Thank heavens she took the window seat, which relieved me from wondering if she would want to cuddle. You think I’m exaggerating.

A few minutes later, a kid with a backpack approached. He wore a green T-shirt, had bushy curly hair, and wore a baseball cap backward. Like normal people, he pointed, and I got up so he could take the middle seat. As he eased into the seat, Babe looked at him and said, “Are you putting that backpack above?”
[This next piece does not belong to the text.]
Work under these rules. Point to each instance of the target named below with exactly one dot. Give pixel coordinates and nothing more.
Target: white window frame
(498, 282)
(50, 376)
“Nah,” he said. “It’s going underneath.”

“Did you say it was going above?”

“No, underneath.”

“Oh, wow. How’s it gonna fit?”

“It’ll fit.”

“What does it have in it?”

“Tennis shoes. Ski goggles. A few things I couldn’t fit in my bigger bag.”

“Ski goggles?”

“Yeah.”

“What’s your name?”

“Tim.”

“How old are you?”

“Twenty.”

“Seriously? You’re so young! When do you turn twenty-one?”

“In the summer.”

“December? What day? That’s coming up! We should party together!”

“No, the summer.”

“Ohhh . . . that’s not for a while. When in the summer?”

“July.”

“What day in July?”

“July 25.”

Readers, I too was born July 25. The knee-jerk reaction is to announce that fact and participate. This I did not do. Instead, I tapped madly away at the entertainment screen, but it had not been activated yet, leaving me subject to whatever was happening next to me.
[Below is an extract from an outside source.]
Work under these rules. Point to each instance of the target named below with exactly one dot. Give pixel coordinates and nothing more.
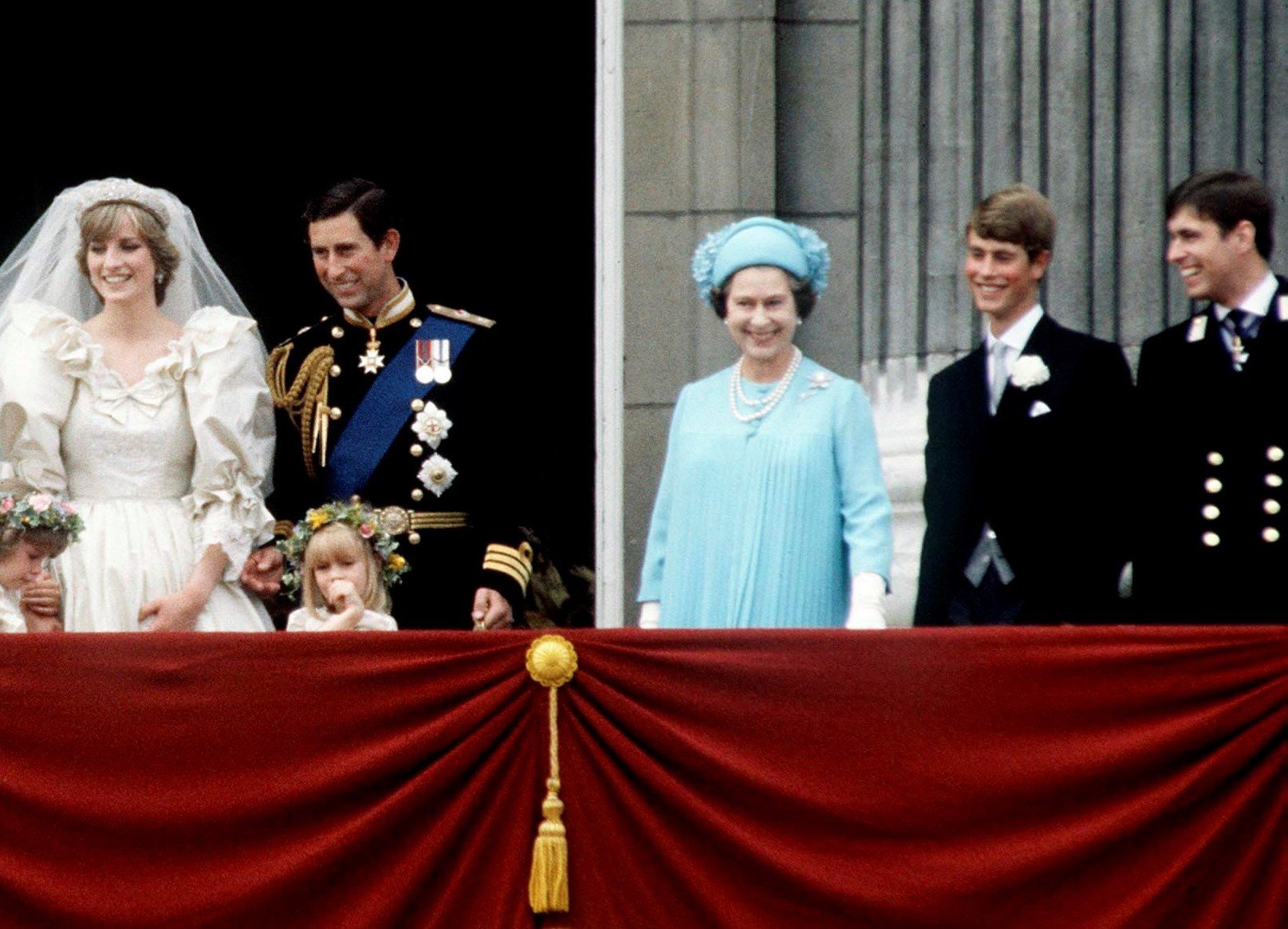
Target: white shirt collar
(1017, 335)
(1258, 301)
“Why do you have ski goggles?”

“Well, for skiing.”

“What do you do?”

“I’m a ski instructor.”

“Are you from Utah or New England?”

“New England.”

“New England and you’re a ski instructor? How does that work?”

“Well, New England has mountains and skiing and stuff.”
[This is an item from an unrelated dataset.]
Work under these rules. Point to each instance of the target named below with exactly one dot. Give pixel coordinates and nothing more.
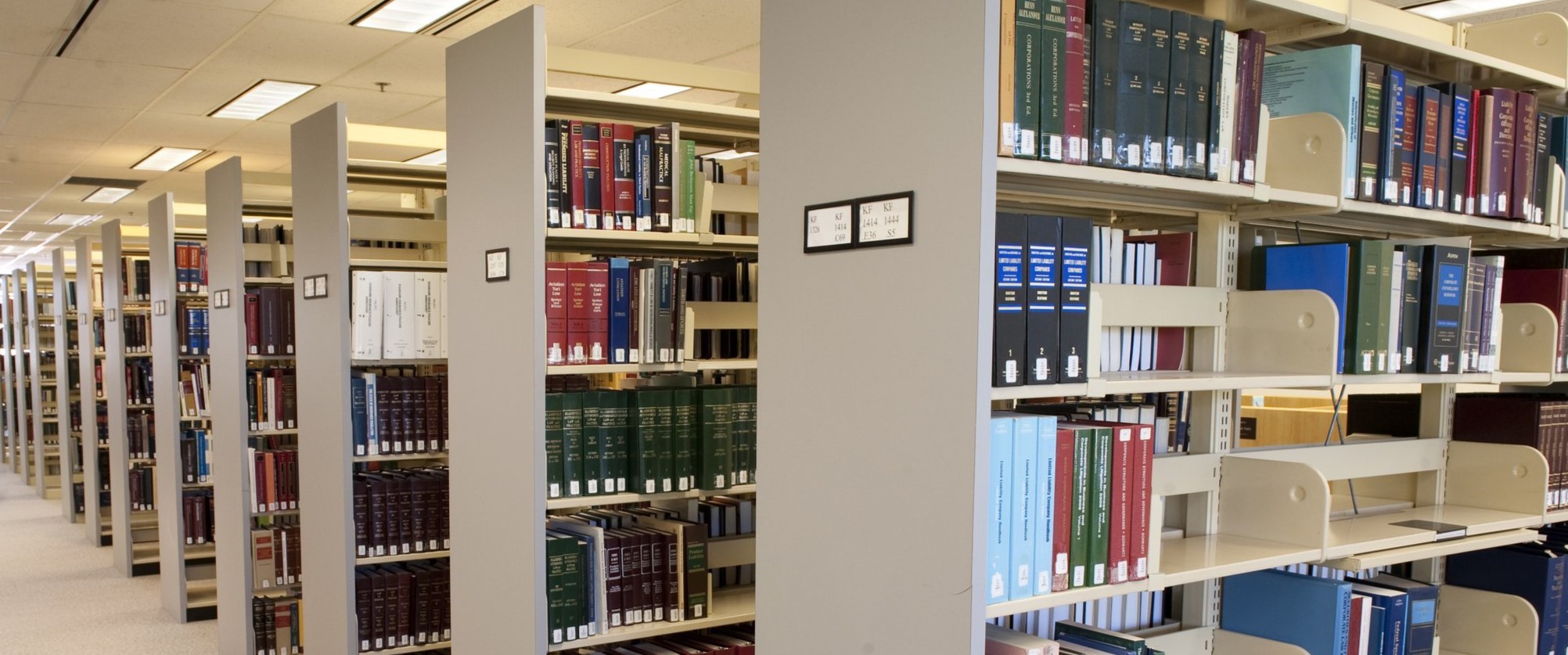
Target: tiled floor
(60, 596)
“I guess, but is it really the same as Utah? It’s not, right?”

“It’s what I do. I’m good at it.”

She held up a finger and talked into her earbuds. “Yeah, babe. No, no, no. I was just talking to Tim here. He’s a ski instructor from New England. We’re all going to Utah, though. Tim, are you skiing in Utah?”

“Yeah,” he said.

“Yeah, Tim is skiing in Utah.”

Periodically, I glanced at Tim. I couldn’t tell if he was annoyed or thought he was about to get lucky. The flight attendants came on with the safety announcements and told us all to go to airplane mode. Babe, however, did not go to airplane mode—she kept on with her call and her Whatsapp messaging, as we rolled out to the runway. Finally, the entertainment system came to life, I put my earbuds in, and got Monday Night Countdown going on ESPN. As the plane roared down the runway for takeoff, I looked left to see out the window, then noticed that Tim had his left hand in Babe’s lap, her left hand in his, her thumb caressing his hand. She was no longer on the phone and was all into Tim. I had missed whatever negotiation or discussion had led to this—did she con him into it by saying she was nervous to fly? did she just take his hand and keep it? did he just reach out to her? Most important, were we at the start of a beautiful romance just ten minutes into our four-and-a-half hour flight, and exactly how far would this beautiful romance progress in the rest of that time?

Given how hard Tim had hit his single and was heading to first base, you can understand my worries, but alas, that was the pinnacle of the experience from what I could tell. Babe soon fell asleep against the side of the plane; Tim turned on ESPN on his seat screen, pulled up a movie on his phone, put headphones on, and we all kept our hands to ourselves. The only blip was two-thirds through the flight when Babe awoke, batted her lashes at us, and said, “I need to get out, boys.” She headed to the restroom, and Tim did not follow (whew!). Babe didn’t come back for twenty minutes—when I looked back, she was hanging out with the flight attendants. No hand-holding or tickling from what I could tell. When she got back, she said, “Thanks so much, boys!” We boys let her in, and she went back to sleep, while Tim continued two-screening, and I went back to Monday Night Football.

I’m sure there’s a lesson in here somewhere. For sure, don’t leave your wallet at home. Beyond that? I don’t know. If you see me on a plane, let’s acknowledge the misery we’re jointly sharing in our tiny seats with no legroom and leave it at that.